Le spectacle changea brusquement. La grande culture était remplacée par la culture maraîchère et horticole. Napal entrevit des milliers de petits carrés de terre, entourés de rigoles et percés de minuscules canaux pour l’irrigation et le drainage. Ces carrés étaient remplis de légumes dont l’alignement correct donnait à la plaine un aspect des plus pittoresques.
L’aspect général varia de nouveau. On longeait un fleuve autour duquel on avait creusé d’immenses bassins. Napal imagina que ce devaient être des viviers ou des établissements dé pisciculture. Les bords du fleuve, parfaitement dressés et alignés surtout le parcours, étaient couverts, en différents points, de machines destinées à recueillir l’énergie du courant et à l’utiliser par des transports de force.

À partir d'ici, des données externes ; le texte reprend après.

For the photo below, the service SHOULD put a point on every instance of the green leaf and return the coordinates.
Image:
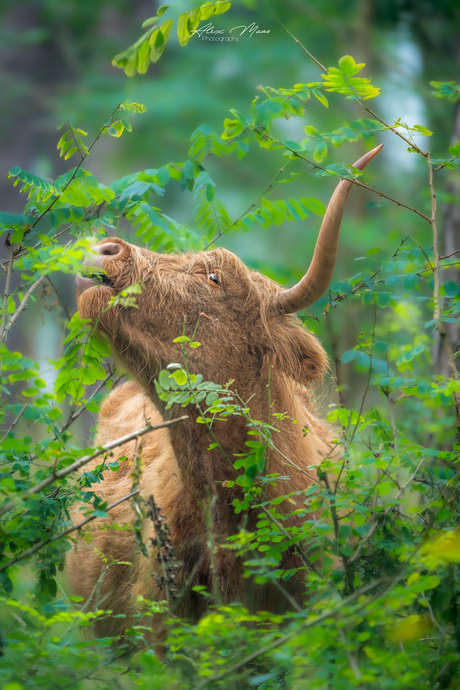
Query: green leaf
(410, 280)
(321, 98)
(348, 356)
(15, 219)
(383, 299)
(450, 288)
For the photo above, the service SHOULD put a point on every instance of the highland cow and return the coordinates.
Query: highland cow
(247, 334)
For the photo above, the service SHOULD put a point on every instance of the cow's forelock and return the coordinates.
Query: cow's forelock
(234, 316)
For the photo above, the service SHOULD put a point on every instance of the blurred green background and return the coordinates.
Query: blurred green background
(55, 64)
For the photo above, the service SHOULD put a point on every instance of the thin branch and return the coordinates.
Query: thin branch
(11, 427)
(350, 179)
(6, 294)
(371, 112)
(61, 535)
(436, 271)
(253, 205)
(60, 474)
(24, 302)
(387, 510)
(330, 613)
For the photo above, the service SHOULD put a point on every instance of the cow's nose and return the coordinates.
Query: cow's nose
(107, 249)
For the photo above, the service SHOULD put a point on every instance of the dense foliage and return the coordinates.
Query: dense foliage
(380, 540)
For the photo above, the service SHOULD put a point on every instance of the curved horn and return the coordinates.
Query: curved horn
(316, 280)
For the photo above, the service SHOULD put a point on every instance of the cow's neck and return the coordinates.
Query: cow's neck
(205, 470)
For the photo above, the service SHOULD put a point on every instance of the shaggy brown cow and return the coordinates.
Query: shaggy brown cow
(246, 330)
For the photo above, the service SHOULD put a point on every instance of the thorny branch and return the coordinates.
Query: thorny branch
(60, 474)
(61, 535)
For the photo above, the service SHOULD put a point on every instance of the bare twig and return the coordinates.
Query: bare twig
(60, 474)
(13, 424)
(6, 294)
(24, 301)
(61, 535)
(330, 613)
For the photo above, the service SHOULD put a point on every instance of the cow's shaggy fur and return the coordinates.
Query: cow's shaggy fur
(244, 336)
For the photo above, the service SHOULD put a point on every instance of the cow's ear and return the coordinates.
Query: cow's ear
(295, 351)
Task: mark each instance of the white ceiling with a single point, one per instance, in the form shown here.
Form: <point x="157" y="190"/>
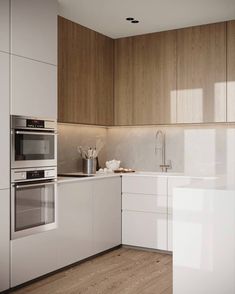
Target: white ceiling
<point x="108" y="16"/>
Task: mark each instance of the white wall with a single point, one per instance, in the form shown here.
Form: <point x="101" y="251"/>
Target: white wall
<point x="195" y="150"/>
<point x="71" y="136"/>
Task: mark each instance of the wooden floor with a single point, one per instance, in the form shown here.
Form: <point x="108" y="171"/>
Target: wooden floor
<point x="122" y="271"/>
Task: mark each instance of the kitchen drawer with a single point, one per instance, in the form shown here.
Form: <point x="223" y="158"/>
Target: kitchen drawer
<point x="141" y="202"/>
<point x="144" y="185"/>
<point x="144" y="229"/>
<point x="179" y="182"/>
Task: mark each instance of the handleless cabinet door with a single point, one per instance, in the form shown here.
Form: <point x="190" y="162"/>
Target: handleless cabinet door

La vue des habitations et leur groupement étonnèrent Napal. Pas un ne se ressemblait. On voyait autrefois dans les différentes contrées, des amas de maisons disposées dans un ordre quelconque qui,suivant ta,grandeur du. groupement, s’appelaient hameau, village, bourg ou ville. Napal, debout dans son salon-éclair, distinguait bien encore un assemblage plus ou moins compact de maisons, mais il en comprenait aussitôt la raison d’être. Tantôt c’était un bâtiment régulier, divisé en cases comme pour une ferme. Plus loin des constructions qui devaient convenir à des établissements complets de pisciculture. D’autre part, l’aspect de toute une ville dont le profil en plan paraissait étrange, quoique parfaitement adapté au but qu’il laissait deviner.
Tout-à-coup survint un incident imprévu pour Napal. Le train éprouva une petite secousse. Le jeune Indien regarda. Quel ne fut pas son étonnement en voyant le second salon se détacher du premier, rester en arrière et diminuer peu à peu de vitesse ! Quelques minutes ensuite on traversait une ville. Napal comprit que le second salon était arrivé à destination et que le mécanicien, par un mouvement de déclenchement, l’avait détaché du train deux ou trois kilomètres en avant de la ville. Pendant ce temps le premier salon continuait sa route sans avoir subi d’arrêt, sans ralentir sa vitesse, de sorte que toute perte de temps était évitée.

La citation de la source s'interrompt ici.